Remittances Provide Strong Mobile Money Opportunity
In September 2013, only three months after launching mobile money services in Lesotho, Vodacom had already signed up 260,000 mobile money users, equal to 13% of the population. While the instant success of M-Pesa in Lesotho demonstrates the large opportunity for growth within the country, BMI believes expansion into cross-border transactions between South Africa and Lesotho will sustain growth over the long term.
Vodacom has leveraged its experience of launching mobile financial services in four other markets, Tanzania, Mozambique, DRC and South Africa, for its expansion into Lesotho.
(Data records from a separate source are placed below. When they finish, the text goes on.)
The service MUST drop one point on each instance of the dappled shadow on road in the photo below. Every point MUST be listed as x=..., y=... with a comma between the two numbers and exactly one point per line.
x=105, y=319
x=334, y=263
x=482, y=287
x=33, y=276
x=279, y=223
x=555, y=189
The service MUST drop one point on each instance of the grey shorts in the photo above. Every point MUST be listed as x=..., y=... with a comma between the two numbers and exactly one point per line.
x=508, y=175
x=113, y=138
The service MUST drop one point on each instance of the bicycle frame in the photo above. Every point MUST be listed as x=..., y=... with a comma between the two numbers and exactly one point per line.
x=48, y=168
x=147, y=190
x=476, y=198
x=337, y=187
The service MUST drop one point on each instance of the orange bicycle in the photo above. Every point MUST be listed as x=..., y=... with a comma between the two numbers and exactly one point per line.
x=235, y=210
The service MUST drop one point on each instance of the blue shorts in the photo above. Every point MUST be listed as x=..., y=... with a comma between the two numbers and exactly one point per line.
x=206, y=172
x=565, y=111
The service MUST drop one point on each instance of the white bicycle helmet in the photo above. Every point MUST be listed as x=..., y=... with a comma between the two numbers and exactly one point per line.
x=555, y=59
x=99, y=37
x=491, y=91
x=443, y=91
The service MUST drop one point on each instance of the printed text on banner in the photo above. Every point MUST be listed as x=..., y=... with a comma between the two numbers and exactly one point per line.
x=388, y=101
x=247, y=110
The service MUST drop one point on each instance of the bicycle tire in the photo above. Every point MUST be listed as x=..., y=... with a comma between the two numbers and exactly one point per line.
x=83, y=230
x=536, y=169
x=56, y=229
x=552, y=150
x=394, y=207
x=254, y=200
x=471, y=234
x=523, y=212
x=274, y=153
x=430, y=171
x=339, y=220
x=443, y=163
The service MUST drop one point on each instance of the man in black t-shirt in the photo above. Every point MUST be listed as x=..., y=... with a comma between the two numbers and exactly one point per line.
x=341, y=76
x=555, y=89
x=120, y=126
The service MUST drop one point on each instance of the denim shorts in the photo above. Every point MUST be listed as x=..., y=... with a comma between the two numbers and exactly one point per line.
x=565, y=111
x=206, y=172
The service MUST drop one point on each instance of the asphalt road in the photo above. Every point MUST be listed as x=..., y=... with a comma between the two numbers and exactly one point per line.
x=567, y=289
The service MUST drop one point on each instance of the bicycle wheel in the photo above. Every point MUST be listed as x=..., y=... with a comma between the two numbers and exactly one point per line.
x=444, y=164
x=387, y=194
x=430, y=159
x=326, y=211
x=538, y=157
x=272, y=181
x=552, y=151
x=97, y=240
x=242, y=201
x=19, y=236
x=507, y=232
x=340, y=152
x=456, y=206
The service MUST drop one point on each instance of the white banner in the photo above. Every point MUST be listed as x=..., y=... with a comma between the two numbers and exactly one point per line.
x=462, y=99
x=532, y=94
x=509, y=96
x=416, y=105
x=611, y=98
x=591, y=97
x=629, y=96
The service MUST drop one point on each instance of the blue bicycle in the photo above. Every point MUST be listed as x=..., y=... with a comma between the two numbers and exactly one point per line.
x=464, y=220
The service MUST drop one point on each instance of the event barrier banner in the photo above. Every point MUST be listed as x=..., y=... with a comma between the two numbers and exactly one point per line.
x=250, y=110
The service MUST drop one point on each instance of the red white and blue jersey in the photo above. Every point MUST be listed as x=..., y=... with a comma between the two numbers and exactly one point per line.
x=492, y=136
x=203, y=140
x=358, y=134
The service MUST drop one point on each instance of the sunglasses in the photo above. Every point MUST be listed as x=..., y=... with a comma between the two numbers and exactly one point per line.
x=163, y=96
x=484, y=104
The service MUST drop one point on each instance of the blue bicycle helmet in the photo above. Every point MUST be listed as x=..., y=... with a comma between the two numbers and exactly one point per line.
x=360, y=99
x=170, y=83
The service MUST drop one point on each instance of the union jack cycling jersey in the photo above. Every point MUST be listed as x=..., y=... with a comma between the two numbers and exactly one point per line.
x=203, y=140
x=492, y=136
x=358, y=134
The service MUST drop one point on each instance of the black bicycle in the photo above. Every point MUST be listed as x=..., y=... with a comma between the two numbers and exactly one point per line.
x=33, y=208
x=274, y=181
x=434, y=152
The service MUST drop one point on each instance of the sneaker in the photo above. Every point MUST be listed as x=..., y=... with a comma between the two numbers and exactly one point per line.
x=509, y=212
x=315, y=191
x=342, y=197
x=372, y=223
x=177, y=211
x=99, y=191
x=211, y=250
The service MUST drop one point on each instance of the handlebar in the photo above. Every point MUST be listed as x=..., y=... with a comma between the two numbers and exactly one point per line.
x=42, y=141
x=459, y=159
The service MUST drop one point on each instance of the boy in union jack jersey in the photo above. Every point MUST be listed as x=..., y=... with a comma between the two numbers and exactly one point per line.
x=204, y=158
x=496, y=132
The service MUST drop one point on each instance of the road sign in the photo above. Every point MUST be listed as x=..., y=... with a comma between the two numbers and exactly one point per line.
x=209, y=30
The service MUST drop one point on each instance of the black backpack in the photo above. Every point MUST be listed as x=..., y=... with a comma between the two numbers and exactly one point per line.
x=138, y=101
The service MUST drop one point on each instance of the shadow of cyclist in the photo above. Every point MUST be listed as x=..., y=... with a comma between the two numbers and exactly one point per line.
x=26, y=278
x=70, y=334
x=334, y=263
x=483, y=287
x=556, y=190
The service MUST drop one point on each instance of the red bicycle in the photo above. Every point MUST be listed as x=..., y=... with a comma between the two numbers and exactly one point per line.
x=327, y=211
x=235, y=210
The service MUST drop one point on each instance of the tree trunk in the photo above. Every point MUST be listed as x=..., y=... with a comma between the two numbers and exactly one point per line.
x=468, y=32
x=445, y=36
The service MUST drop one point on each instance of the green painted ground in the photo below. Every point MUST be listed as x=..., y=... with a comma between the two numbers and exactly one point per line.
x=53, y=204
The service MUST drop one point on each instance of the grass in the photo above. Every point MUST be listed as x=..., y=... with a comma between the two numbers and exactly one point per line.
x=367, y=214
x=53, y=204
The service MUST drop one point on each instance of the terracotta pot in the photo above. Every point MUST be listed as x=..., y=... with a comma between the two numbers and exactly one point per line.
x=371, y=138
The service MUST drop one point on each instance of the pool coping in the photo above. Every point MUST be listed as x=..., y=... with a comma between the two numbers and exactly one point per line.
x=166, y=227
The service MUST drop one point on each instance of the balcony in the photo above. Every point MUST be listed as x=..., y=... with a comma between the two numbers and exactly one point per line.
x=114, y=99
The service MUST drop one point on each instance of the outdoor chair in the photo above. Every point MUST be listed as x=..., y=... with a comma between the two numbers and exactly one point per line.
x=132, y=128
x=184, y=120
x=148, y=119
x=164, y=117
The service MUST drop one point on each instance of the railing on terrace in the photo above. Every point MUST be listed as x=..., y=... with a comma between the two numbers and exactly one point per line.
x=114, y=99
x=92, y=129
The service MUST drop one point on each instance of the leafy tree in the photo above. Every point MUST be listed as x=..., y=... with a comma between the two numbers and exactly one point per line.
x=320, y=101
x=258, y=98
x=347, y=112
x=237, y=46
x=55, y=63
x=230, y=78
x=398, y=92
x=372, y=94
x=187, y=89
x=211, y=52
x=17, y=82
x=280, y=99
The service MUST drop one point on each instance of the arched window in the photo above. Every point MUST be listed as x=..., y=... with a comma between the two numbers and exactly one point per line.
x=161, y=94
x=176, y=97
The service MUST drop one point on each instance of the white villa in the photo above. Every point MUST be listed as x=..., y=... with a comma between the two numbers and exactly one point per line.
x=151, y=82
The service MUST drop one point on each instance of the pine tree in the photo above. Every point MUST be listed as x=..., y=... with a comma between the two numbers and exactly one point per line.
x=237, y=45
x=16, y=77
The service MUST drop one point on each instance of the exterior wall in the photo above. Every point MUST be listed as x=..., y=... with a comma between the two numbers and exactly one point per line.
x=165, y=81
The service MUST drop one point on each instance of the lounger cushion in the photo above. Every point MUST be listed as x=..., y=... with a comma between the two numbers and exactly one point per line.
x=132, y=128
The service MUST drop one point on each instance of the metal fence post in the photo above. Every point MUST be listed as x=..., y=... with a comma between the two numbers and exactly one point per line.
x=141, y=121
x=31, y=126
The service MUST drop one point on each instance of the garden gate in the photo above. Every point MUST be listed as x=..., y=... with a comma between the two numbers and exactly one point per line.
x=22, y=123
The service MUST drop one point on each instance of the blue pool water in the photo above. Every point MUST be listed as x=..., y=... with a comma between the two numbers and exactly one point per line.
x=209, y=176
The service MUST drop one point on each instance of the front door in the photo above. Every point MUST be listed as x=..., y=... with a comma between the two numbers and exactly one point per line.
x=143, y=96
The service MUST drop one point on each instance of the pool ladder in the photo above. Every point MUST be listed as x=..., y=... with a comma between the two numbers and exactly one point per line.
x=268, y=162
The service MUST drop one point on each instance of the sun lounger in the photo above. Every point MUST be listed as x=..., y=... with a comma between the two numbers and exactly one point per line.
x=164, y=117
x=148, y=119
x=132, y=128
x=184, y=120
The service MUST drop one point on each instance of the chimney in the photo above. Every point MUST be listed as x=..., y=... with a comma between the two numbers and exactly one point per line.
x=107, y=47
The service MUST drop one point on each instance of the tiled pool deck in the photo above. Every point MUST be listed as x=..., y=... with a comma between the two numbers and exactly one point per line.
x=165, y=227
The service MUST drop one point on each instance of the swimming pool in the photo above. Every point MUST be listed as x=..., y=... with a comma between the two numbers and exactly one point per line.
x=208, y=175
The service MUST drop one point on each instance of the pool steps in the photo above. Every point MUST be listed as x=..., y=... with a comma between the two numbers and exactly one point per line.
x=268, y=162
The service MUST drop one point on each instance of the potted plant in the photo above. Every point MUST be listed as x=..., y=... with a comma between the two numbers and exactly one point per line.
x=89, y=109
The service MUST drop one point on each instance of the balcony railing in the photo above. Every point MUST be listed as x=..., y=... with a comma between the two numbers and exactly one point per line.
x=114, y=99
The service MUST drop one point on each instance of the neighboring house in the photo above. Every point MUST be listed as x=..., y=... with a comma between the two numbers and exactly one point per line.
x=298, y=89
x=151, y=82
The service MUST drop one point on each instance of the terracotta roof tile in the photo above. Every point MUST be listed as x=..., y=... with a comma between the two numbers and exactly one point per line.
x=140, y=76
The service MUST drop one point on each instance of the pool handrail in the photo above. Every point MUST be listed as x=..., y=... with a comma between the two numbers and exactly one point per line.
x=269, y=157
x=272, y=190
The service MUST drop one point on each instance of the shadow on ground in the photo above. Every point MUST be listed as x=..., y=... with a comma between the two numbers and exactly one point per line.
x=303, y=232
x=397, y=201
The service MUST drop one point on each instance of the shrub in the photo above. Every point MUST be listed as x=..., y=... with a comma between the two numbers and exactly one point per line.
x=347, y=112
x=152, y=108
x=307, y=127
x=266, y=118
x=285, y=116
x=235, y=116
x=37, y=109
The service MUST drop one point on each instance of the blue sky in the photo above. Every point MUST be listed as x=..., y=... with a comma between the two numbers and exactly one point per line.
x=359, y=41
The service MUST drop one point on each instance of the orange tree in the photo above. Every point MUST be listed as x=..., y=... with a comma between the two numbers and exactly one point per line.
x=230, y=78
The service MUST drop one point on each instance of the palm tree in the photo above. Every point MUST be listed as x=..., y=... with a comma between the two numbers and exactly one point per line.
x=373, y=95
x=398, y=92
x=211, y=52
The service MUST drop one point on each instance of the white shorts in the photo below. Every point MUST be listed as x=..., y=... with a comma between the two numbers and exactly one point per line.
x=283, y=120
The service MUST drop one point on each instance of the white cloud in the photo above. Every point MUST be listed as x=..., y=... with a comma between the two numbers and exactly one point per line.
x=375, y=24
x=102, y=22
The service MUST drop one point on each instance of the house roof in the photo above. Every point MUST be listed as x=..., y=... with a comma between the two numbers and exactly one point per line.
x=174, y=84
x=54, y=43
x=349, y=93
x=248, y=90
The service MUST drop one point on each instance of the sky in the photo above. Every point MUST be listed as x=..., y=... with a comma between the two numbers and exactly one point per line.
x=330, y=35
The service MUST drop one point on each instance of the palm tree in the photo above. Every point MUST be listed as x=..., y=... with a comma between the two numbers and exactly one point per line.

The operator set up well-prepared and well-informed distribution agents and offered 30% extra airtime for those who topped up using M-Pesa in order to quickly increase awareness and stimulate strong initial uptake of the service.
|Mobile Money Offsets Stagnating Subscriber Growth|
|Lesotho Mobile Growth Forecast, 2010-2017|
This was complemented by fundamental macroeconomic circumstances favouring uptake of mobile money in Lesotho. Approximately 80% of people in Lesotho do not have access to the formal banking sector, both because of the high cost of banking services and because nearly 72% of the population live in isolated and mountainous rural areas, according to BMI in 2012. These factors enabled the operator to record a 60% increase in transactions each month and expand services to include payment of utility bills and transfers between M-Pesa and bank accounts ahead of schedule.
Although mobile penetration in Lesotho is set to stagnate around 68% during our forecast period to 2017, which could limit mobile money usage, BMI believes the prospect of introducing mobile money services across the South Africa-Lesotho border should provide substantial growth opportunities. The World Bank estimates that in 2012 US$602mn of remittances flowed into Lesotho, equal to 27% of the country's GDP for 2011. Remittances may also increase in the coming years, as declining demand for Lesotho's textile and manufacturing exports could drive an increasing number of people to seek work across the border in South Africa. Vodacom is already preparing to tap into this opportunity, with talks between the Central Bank of Lesotho and the Reserve Bank of South Africa to facilitate cross-border transactions already underway.